Following best practices in designing resilient applications – Part 1

15 minute read
Content level: Advanced
0

This article is the first part of a series on resilience best practices and key design principles that can minimize business disruptions during outages.

Introduction

To prevent business disruptions during outages, you must design your workloads with resilience in mind. If your architecture doesn't use best practices for cloud resilience, then your business can be stuck dealing with outages and losing money. AWS works closely with customers to assess their workload design, identify improvements, and provide guidance on how to implement resilient architectures. Cloud resilience isn't only a feature, but a strategic necessity.

This article explores the importance of resilience for businesses. It also shares insights from AWS Support that highlight how design principles, such as designing for failure and implementing loose coupling, can improve application robustness. Understanding resilience principles and using AWS services and expertise can help you create highly available and fault-tolerant workloads that tolerate failures and meet your organization's needs.

Importance of resilience

Resilience safeguards applications from disruptions so that applications remain functional and reliable. In the dynamic field of technology where failures are inevitable, resilient designs are critical for a seamless user experience.
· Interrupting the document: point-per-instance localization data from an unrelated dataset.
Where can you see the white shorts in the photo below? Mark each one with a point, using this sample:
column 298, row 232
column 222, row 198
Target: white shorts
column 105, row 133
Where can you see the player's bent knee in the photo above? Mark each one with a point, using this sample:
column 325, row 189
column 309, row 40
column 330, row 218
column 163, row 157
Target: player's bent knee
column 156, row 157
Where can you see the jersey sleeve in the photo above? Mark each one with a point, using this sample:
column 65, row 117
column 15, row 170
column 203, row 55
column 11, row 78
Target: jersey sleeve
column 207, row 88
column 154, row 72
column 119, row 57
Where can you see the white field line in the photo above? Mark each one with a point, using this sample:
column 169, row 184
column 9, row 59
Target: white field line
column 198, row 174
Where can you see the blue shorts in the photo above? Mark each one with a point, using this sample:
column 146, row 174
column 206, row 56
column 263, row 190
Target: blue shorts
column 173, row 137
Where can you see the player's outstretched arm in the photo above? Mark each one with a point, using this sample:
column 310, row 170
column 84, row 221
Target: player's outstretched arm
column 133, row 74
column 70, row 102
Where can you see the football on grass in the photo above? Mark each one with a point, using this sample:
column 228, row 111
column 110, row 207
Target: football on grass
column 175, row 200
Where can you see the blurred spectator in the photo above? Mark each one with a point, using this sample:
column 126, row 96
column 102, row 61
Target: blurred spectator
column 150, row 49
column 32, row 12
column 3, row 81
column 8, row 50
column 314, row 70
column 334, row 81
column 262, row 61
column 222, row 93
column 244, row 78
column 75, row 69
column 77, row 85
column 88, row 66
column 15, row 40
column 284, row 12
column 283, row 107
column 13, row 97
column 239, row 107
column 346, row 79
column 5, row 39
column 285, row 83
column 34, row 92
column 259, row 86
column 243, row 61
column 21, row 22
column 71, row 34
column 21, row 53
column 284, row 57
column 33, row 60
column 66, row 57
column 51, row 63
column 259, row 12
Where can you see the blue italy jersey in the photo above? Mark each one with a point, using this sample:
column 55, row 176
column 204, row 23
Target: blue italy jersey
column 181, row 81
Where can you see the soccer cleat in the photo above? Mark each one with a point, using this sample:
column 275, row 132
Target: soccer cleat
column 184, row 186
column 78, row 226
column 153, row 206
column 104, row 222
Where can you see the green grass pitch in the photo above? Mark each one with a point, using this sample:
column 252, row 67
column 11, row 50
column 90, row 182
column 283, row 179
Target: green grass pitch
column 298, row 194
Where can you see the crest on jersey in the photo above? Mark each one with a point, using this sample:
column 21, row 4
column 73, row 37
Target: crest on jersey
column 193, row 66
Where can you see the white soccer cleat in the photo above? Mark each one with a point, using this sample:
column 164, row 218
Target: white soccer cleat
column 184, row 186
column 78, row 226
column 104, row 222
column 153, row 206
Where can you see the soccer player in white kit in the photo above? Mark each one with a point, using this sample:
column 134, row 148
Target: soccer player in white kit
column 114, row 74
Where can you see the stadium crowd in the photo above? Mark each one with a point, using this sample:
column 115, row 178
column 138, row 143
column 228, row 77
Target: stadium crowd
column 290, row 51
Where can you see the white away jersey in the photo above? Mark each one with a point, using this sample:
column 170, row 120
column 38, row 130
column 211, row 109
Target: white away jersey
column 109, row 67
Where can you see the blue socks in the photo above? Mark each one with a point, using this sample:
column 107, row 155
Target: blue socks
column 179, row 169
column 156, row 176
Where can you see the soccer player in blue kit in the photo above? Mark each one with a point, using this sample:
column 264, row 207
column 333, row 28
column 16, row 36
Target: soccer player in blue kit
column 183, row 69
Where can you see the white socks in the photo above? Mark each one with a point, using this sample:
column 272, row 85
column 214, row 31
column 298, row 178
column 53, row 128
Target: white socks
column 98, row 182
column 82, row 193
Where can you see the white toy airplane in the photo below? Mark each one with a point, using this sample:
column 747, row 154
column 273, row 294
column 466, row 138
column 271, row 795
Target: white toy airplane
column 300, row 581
Resilient applications provide the following benefits:

  • Business continuity

  • Customer satisfaction

  • Long-term success

When you incorporate resilience, you provide your applications with the capacity to recover from challenges and thrive in dynamic environments.
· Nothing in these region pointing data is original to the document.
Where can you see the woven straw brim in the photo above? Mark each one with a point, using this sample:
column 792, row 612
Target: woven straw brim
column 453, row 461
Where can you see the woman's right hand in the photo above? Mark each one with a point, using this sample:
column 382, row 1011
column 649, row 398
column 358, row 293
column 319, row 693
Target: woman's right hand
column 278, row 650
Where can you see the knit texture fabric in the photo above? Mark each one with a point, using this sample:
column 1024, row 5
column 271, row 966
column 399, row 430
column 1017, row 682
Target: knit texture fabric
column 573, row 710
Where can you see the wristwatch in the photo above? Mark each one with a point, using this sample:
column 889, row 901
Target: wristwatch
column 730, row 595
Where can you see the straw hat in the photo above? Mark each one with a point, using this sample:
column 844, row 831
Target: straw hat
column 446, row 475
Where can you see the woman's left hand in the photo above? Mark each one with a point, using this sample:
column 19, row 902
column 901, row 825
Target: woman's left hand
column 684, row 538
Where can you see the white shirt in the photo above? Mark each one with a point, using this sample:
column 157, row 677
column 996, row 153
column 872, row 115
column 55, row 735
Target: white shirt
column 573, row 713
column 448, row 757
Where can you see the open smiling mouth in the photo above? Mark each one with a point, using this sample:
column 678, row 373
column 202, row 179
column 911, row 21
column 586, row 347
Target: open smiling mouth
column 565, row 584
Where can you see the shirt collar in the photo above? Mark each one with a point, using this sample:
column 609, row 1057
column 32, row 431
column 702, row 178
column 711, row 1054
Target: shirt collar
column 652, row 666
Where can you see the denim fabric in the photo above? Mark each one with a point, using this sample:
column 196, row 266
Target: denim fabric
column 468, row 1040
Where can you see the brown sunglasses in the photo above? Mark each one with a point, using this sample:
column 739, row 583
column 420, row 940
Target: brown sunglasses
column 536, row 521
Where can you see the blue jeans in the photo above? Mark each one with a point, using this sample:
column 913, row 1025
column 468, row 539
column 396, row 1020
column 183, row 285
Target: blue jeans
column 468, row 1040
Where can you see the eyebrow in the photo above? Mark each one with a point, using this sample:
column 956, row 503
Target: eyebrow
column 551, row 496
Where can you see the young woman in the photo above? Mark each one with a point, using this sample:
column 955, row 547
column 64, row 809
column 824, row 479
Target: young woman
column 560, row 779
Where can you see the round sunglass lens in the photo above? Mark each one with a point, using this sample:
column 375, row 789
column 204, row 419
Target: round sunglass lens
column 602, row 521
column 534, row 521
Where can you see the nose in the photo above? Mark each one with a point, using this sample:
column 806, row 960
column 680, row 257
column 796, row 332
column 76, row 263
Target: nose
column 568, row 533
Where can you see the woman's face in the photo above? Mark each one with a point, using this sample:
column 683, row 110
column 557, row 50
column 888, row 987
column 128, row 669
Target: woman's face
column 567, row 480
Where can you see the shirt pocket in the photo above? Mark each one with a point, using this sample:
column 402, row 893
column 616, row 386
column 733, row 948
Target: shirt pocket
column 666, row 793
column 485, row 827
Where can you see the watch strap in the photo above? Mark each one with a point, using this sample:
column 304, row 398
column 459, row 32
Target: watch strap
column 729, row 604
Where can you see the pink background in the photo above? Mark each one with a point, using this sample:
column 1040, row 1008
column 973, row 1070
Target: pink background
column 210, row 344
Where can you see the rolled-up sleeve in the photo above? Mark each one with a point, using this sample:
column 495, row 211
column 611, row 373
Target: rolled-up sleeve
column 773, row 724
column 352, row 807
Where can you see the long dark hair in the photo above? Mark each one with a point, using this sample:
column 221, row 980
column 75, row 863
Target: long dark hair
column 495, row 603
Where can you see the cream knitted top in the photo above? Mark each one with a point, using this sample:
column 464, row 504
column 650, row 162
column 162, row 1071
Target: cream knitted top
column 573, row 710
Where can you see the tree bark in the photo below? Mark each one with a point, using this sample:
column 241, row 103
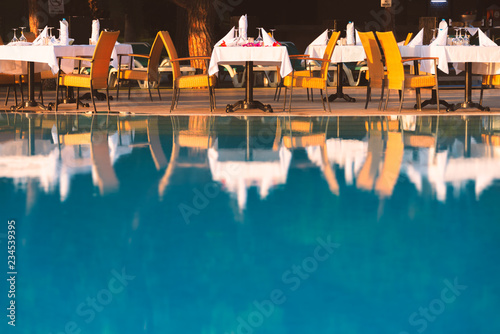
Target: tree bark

If your applications aren't resilient, then disruptions in strategic workloads can affect safety, customer experience, reputation, and revenue. For example, some Automotive Original Equipment Manufacturers (OEMs) aren't designed for multi-site disaster recovery. These OEMs don't offer critical connected vehicle capabilities, such as door unlock and SOS calls, during a regional outage. Some of the automotive manufacturer's vehicle data that's shared with their partners are time-sensitive. For example, fuel and odometer data are often shared with rental companies. If there's a delay when this data is delivered, then the delay can affect the reputation of the data service and the customer's revenue.

Resilience involves a quantitative aspect. Imagine a scenario where workloads aren't resilient, and an outage occurs. Rather than assessing the potential business loss during downtime for your customers, it's essential to integrate resilience into applications proactively. This proactiveness can help make sure that you're prepared for outages with minimal impact to your operations.
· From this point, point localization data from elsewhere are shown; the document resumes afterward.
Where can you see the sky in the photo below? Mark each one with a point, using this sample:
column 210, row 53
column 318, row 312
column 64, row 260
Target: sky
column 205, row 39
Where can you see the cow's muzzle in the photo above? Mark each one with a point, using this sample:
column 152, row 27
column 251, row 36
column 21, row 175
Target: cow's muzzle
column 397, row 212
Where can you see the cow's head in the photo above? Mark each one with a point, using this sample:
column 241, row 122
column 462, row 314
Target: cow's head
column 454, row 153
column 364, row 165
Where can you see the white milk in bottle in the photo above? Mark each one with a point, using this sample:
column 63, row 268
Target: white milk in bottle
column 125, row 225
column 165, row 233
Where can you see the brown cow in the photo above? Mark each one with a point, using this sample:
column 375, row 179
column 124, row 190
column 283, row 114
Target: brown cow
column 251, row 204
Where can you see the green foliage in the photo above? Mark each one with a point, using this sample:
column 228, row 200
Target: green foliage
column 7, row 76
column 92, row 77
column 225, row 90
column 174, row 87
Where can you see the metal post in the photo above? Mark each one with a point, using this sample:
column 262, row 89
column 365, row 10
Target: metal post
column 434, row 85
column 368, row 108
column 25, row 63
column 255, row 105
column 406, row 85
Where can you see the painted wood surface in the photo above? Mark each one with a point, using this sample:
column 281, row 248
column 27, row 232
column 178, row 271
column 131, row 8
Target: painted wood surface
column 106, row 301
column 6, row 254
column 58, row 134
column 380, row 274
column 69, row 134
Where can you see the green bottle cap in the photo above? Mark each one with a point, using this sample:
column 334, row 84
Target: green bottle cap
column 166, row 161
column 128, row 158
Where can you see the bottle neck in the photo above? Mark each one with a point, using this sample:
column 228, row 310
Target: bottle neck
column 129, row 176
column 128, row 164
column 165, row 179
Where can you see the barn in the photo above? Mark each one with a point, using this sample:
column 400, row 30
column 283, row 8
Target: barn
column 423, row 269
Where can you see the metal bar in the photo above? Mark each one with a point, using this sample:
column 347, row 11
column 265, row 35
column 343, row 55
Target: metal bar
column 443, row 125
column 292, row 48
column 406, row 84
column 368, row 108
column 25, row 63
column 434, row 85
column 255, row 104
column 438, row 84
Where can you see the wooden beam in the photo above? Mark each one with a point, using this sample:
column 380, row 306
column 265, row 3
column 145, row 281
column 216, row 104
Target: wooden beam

It pays to be well-prepared

Achieving resilience for the strategic workloads is a shared responsibility:

  • Resilience of the Cloud: AWS is responsible for making sure that the infrastructure that runs all the services offered in the AWS Cloud is resilient.

  • Resilience in the Cloud: Customer responsibility is determined by the AWS Cloud services that a customer selects. These selections determine the amount of architecture, design, and configuration work that the customer must perform as part of making their workload resilient.

With early preparation, a framework to attain resilience and operational excellence can be established to align with Recovery Time Objective (RTO) and Recovery Point Objective (RPO) goals. RTO is a measure of how quickly your application can recover after an outage. RPO is a measure of the maximum amount of data loss that your application can tolerate.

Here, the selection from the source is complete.